Выбрать главу

— Эй, Куилл, похоже, ты не отказался бы от помощи, а?

Куилл повернул гаечный ключ, но тот сорвался и с лязгом врезался в левый цилиндр «Мазепы». Куилл попытался, было, размахнуться как следует, но Майк схватил ключ, и оба затанцевали на месте, словно две торговки, подравшиеся из-за метлы. Майк смеялся, как сумасшедший, а Куилл покраснел и надулся до того, что на лбу выступили вены.
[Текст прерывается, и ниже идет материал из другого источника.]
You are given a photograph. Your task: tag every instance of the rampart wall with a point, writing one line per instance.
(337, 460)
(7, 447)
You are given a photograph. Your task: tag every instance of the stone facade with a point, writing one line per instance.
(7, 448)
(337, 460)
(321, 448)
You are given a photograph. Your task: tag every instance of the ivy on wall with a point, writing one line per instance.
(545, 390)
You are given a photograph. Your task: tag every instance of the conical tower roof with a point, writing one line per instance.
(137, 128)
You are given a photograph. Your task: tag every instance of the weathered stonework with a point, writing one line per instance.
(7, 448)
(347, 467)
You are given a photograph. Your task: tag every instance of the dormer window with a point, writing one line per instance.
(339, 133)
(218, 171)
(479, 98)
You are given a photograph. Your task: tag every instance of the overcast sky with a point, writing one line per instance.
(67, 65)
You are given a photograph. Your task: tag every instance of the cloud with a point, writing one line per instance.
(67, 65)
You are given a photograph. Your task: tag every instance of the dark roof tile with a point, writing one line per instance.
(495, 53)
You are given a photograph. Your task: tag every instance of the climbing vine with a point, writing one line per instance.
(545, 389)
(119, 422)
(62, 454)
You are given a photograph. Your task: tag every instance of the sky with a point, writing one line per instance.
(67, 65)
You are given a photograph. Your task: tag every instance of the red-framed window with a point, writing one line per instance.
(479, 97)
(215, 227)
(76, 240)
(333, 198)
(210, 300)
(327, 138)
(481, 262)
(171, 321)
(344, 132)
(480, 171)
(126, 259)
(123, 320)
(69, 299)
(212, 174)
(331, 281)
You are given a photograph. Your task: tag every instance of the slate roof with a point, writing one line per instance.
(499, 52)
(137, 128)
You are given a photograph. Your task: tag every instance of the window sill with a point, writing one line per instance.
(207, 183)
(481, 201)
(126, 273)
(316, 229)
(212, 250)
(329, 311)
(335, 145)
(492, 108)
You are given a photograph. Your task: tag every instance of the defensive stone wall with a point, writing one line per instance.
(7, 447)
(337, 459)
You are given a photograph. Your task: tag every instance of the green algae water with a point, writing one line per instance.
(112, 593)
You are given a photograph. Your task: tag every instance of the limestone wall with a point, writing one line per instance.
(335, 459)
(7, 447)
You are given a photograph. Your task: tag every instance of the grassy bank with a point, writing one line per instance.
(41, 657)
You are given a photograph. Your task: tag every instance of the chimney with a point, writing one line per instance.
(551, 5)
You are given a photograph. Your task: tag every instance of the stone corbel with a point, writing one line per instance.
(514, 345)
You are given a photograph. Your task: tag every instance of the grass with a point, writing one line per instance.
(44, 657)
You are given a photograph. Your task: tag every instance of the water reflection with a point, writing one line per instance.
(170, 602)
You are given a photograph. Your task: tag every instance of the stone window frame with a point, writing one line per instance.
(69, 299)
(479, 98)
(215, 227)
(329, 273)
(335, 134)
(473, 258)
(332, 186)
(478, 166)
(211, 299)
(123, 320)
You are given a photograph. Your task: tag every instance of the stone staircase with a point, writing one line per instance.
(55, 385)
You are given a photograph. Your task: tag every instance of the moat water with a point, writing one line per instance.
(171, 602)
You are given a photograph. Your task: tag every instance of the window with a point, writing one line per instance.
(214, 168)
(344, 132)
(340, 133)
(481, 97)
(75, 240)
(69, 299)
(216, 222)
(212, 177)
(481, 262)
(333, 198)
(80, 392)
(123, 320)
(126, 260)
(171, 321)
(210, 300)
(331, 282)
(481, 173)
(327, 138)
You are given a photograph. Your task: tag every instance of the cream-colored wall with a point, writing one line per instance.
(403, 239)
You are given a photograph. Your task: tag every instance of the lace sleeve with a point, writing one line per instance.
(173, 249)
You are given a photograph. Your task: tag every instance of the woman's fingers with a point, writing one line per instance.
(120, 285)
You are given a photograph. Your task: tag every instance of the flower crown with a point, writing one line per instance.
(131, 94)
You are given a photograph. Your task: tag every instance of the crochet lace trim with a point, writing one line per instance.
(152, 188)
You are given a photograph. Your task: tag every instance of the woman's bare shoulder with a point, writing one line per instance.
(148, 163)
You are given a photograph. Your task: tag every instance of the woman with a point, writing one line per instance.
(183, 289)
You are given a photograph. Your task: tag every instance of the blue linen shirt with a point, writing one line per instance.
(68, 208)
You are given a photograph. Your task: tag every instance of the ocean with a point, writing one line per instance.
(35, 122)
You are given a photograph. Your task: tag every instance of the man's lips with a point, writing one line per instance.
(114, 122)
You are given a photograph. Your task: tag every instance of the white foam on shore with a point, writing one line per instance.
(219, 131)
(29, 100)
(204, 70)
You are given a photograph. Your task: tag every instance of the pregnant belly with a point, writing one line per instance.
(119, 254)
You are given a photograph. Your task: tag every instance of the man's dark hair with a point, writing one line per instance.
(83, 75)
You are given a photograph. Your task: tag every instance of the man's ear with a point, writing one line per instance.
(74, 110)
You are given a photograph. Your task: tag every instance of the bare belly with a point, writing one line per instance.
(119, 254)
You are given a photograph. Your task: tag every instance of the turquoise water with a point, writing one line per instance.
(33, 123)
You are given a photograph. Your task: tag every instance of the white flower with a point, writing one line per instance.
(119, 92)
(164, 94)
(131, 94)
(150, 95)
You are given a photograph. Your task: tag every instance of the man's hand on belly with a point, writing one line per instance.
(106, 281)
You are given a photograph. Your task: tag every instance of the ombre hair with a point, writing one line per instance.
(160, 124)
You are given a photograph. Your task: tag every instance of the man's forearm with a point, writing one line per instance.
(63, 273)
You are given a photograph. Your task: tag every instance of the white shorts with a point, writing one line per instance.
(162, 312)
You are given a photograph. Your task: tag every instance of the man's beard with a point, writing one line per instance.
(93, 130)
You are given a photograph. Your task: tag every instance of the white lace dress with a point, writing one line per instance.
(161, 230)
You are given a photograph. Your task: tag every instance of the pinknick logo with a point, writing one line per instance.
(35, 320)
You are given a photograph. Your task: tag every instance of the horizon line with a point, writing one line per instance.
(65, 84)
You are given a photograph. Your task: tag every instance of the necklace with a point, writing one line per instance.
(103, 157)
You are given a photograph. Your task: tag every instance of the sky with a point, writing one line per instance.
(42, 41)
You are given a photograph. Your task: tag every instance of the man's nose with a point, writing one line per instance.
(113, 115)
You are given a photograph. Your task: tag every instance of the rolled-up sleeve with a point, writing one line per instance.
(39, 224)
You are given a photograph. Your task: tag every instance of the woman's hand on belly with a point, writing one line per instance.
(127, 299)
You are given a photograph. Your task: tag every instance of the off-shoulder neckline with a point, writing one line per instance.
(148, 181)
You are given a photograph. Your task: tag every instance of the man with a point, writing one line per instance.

Наконец парень отнял ключ и уронил его в грязь. Возбуждение постепенно улеглось, и сейчас Куилл выглядел ужасно усталым. Так ощущает себя не совсем еще разоренный человек, понимающий, что окончательное банкротство не за горами.

— Из тебя тот еще помощник, Майк. Подай мне железный прут, и, может, мы сумеем управиться до ужина, хотя все знают, что ты слишком ленив для работы с железом.

Куилл попал не в бровь, а в глаз, но у Майка были свои принципы, засевшие так же цепко, как репей в собачьей шерсти. В общем, я не видел его взбешенным с позапрошлой весны, а может, и того раньше. Поколебать Майка мало кому удавалось.

— Не можешь скрепить тягу скобами, Куилл? Чему только учил тебя старый Хоуи? Давай я выколочу штучку, вроде той, какую использую на «Сэм’ле». Клянусь, мы отправимся еще до обеда.

Фермеры к этому времени окружили их и, выплевывая косточки на землю, одобрительными возгласами подбадривали Майка. Куилл опять взбесился и, опершись поудобнее на треснувшую тягу «Мазепы», ткнул грязным пальцем в Майка:

— Никакого магического инопланетного дерьма на «Мазепе»! Мы должны создавать вещи таким же порядком, как на Земле, иначе никогда туда не вернемся!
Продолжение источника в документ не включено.